これらの調査で得られた成果は、アイヌ文化研究に新たな視点を提供し、これまであまり知られていなかったアイヌ文化の側面を再発見するきっかけとなりました。その成果は、アイヌ民族の文化復興や新たな創造に資する可能性を秘めています。
シンポジウムの内容と基調講演
シンポジウムでは、これまでの海外におけるアイヌ・コレクション調査の成果を振り返ると同時に、今後の研究課題や展望についても議論が交わされました。
ヨーゼフ・クライナー教授の講演
基調講演の一つとして、ボン大学名誉教授ヨーゼフ・クライナー氏が提供した講演では、欧米におけるアイヌの見方が紹介されました。
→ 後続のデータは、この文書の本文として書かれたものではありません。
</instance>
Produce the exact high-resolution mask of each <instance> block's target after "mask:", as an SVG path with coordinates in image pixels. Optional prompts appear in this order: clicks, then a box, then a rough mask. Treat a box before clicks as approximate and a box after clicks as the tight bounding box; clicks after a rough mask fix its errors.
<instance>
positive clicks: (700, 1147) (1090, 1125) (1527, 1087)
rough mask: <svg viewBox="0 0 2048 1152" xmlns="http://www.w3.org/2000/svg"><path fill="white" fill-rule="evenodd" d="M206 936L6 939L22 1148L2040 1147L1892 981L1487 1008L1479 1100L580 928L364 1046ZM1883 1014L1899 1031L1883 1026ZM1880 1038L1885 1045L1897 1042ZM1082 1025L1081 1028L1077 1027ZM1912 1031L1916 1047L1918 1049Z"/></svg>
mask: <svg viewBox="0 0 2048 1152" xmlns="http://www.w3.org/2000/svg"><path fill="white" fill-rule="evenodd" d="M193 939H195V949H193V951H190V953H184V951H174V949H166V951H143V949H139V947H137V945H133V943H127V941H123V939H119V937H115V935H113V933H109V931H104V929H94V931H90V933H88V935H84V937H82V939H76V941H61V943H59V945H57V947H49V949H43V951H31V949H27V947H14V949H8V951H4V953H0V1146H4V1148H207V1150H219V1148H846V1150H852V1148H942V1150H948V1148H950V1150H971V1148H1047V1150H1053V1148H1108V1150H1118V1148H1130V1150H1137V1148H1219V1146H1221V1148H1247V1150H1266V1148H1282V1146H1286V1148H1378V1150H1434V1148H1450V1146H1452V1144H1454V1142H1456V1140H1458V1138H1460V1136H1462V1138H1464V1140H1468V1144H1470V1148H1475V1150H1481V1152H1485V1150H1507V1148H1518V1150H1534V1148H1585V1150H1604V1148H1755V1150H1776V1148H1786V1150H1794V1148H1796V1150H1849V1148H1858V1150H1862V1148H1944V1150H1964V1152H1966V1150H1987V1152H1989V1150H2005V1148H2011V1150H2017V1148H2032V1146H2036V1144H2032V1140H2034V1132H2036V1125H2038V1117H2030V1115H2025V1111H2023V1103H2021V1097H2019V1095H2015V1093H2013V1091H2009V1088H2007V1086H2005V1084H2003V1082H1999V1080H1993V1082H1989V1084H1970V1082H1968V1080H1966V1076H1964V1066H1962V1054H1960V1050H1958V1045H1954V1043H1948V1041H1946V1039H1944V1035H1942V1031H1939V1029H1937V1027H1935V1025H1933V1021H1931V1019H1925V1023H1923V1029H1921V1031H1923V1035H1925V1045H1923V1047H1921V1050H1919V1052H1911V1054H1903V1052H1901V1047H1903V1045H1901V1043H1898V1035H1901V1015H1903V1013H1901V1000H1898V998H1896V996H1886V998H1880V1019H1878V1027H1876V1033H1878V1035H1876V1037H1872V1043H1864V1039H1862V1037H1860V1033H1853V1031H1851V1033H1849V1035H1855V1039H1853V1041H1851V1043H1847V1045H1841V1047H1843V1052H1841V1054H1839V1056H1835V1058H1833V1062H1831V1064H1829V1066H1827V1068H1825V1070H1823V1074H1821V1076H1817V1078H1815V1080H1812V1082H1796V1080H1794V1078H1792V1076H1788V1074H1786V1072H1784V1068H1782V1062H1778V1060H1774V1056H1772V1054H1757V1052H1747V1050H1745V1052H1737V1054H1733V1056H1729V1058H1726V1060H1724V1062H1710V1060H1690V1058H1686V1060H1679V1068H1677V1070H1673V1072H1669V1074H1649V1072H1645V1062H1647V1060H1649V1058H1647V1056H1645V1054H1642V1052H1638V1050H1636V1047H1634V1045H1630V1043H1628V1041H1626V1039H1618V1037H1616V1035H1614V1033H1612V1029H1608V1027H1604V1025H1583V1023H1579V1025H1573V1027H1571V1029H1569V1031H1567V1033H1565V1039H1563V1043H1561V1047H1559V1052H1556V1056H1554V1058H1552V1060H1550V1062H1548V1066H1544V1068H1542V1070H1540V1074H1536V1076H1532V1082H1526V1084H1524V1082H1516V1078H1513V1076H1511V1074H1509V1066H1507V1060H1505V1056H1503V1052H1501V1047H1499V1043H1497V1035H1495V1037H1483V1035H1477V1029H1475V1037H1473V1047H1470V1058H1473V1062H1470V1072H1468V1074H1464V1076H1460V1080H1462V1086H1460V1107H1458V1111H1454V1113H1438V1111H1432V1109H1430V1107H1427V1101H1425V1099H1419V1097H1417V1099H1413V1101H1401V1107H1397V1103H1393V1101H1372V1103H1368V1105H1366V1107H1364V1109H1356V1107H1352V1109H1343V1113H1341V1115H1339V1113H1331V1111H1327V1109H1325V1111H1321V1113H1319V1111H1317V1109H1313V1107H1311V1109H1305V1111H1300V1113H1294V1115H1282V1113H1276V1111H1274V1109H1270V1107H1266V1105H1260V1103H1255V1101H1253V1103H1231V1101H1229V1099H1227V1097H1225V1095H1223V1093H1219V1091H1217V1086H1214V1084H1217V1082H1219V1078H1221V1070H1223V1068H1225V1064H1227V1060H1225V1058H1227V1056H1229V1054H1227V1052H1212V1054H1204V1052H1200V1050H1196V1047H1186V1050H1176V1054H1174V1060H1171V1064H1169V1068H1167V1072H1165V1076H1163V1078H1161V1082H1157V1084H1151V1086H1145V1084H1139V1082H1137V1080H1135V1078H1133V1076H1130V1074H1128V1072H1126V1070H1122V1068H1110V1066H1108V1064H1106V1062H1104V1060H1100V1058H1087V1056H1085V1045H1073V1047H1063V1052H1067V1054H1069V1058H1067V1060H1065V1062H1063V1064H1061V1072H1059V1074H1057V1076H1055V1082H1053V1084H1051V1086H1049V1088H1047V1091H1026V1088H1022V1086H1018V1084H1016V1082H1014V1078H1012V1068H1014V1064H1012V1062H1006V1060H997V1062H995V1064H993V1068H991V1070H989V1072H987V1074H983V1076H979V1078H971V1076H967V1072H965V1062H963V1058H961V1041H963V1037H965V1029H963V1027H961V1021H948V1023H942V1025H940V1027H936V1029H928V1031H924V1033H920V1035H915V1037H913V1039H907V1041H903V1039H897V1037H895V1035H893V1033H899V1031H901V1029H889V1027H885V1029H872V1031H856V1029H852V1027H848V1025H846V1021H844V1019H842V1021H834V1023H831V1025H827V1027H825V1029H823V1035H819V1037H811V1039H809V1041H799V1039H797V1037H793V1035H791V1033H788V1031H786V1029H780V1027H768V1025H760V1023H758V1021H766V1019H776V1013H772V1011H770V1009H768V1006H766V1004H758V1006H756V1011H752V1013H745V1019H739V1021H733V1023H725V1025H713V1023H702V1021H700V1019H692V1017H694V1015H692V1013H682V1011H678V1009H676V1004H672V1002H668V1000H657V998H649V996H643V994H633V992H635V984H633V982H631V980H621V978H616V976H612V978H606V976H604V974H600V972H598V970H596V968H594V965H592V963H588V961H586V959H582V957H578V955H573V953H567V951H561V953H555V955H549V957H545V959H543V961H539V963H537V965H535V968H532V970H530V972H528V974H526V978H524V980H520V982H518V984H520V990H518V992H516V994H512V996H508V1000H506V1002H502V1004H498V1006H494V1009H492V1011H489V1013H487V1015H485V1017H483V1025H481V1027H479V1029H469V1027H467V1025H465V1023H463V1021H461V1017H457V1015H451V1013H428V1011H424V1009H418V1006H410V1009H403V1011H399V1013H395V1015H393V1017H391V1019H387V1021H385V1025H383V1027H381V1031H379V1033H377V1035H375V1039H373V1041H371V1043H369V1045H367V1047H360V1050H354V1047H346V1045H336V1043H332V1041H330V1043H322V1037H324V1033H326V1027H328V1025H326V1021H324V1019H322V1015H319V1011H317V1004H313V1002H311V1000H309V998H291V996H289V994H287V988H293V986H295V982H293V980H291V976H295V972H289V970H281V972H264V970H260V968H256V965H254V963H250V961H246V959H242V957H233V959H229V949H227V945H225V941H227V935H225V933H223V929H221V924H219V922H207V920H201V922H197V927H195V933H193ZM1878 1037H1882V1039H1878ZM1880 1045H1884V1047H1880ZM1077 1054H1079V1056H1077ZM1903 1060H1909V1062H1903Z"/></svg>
特に16世紀からの記録を元に、ヨーロッパにおけるアイヌのイメージ形成について詳しく説明されました。
佐々木利和氏の講演
もう一つの基調講演を担当したのは、佐々木利和氏で、海外にあるアイヌに関連する絵画を題材に、描写から当時のアイヌ文化を読み解く重要性を指摘しました。描いた側の視点に配慮しながら、それぞれの作品に込められた情報を掘り下げていく姿勢が求められるとのことです。
ハンス=ディーター・オイルシュレーガー氏の発表
また、ハンス=ディーター・オイルシュレーガー氏(元ボン大学准教授)は、ドイツにおけるアイヌ・コレクション調査の現状について語り、博物館や博覧会で収集された資料に加え、旅行記などからもアイヌ民族に関する貴重な情報を得る方法を紹介しました。
参加者の反応
今回のシンポジウムには約60名が参加し、会場では熱心にメモを取る姿が多く見受けられました。参加者を通じて、アイヌ文化の更なる理解と興味が深まった様子がうかがえました。
今後の展望
今回のシンポジウムを経て、国立アイヌ民族博物館では、国内外の調査を継続する計画があるとのこと。これからもアイヌ文化の調査研究や展示に期待が高まります。
以上の内容を通じて、アイヌ文化の重要性や未来の研究がどのように進展していくのか、私たちも注意深く見守っていきたいと思います。